Telia joins Ericsson, DigiPlex in Fortum Spring ‘virtual battery’ partnership
Earlier this month, Nordic telco Telia and European energy firm Fortum announced an agreement which connects Telia’s data center located in Finland’s capital city Helsinki to the regional electricity market. The Helsinki Data Center has on-premises uninterrupted power supply (UPS) systems made by ABB. The batteries help to balance power demands on the regional grid.
Telia and Fortum trialed the system beginning in 2021, and this announcement formalizes the relationship. Since then, the HDC has contributed several megawatts of capacity to Fingrid’s Fast Frequency Reserve (FFR) market. The FFR is a reserve power service which prevents drops in frequency below 49.7 Hz. Nordic energy businesses like Statnett, Fingrid and Svenska kraftnät provide the FFR, which adds resiliency to the Nordic power grid against widespread brownouts or blackouts.
The agreement between Telia and Fortum is the “Fortum Spring” virtual battery solution, which Fortum has developed. Power from the batteries contained within the HDC’s UPSes is used to balance the regional power grid.
The batteries prioritize on-premise needs until backup power generators can take over. The companies said the switchover is happens within a few hundred milliseconds.
“It is like a virtual battery, where customers’ flexible consumption is collected together and can be used to offset fluctuations in the power grid’s load,” said Fortum.
A new take on green data center operations
The U.S. Department of Energy says that data center operations account for about 2% of all the electricity consumed in the United States (globally, that number is about 3%). Per square foot, data centers consume 10 to 50 times the energy of a normal office building, said DoE.
Data center construction continues to scale upward. Hyperscalers and other companies with massive data demands have replaced smaller, siloed enterprise data centers. Worldwide data center energy usage has remained fairly constant for the past decade. But data demand has increased geometrically, according to a recent report from the International Energy Agency.
On-premises UPS systems provide data centers with continuous energy, but up until now they’ve simply been a cost-sink. That changes with Fortum Battery, according to Ilari Alaperä, Business Development Manager at Fortum. Data center-operating businesses like Telia now can get an unexpected return on a significant capital investment and do environmental good in the process.
Those larger data centers leverage economy of scale to acquire power cheaply. New construction methods and newer data center equipment emphasize efficiency. What’s more, the owners and operators of those data centers want to offset their environmental impact. They pay carbon tax credits, source renewable energy and build their own sources of renewable energy.
“[We] are driving the development of the Nordic electricity system towards a cleaner future,” said Alaperä.
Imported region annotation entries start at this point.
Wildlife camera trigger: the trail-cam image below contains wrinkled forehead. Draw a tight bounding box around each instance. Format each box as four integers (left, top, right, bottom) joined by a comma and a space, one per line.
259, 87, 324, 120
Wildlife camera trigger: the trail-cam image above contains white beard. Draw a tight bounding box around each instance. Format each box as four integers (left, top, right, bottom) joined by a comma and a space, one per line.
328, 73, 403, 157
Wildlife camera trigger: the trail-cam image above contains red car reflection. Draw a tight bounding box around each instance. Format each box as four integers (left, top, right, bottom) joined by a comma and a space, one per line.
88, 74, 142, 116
Evening out peaks and troughs
Fortum noted the role that large-capacity data centers can play in operating as eco-consciously as possible, and to be active participants in the energy system. Renewable energy sources like wind and solar power are intermittent, said Fortum.
“The key is to even out the peaks and troughs in demand,” explained Fortum, adding, “UPS systems and their batteries offer very quick regulating power, and they are an ideal fit for the power reserve maintained by Fingrid.”
Telia is only the latest success story for Fortum. Fortum recently signed a three-year deal with data center operator DigiPlex, which owns and operates facilities in Finland and Norway. Ericsson and Fortum announced a partnership in 2018 which connected UPSes of the latter’s data center in Kirkkonummi, Finland to the electrical grid.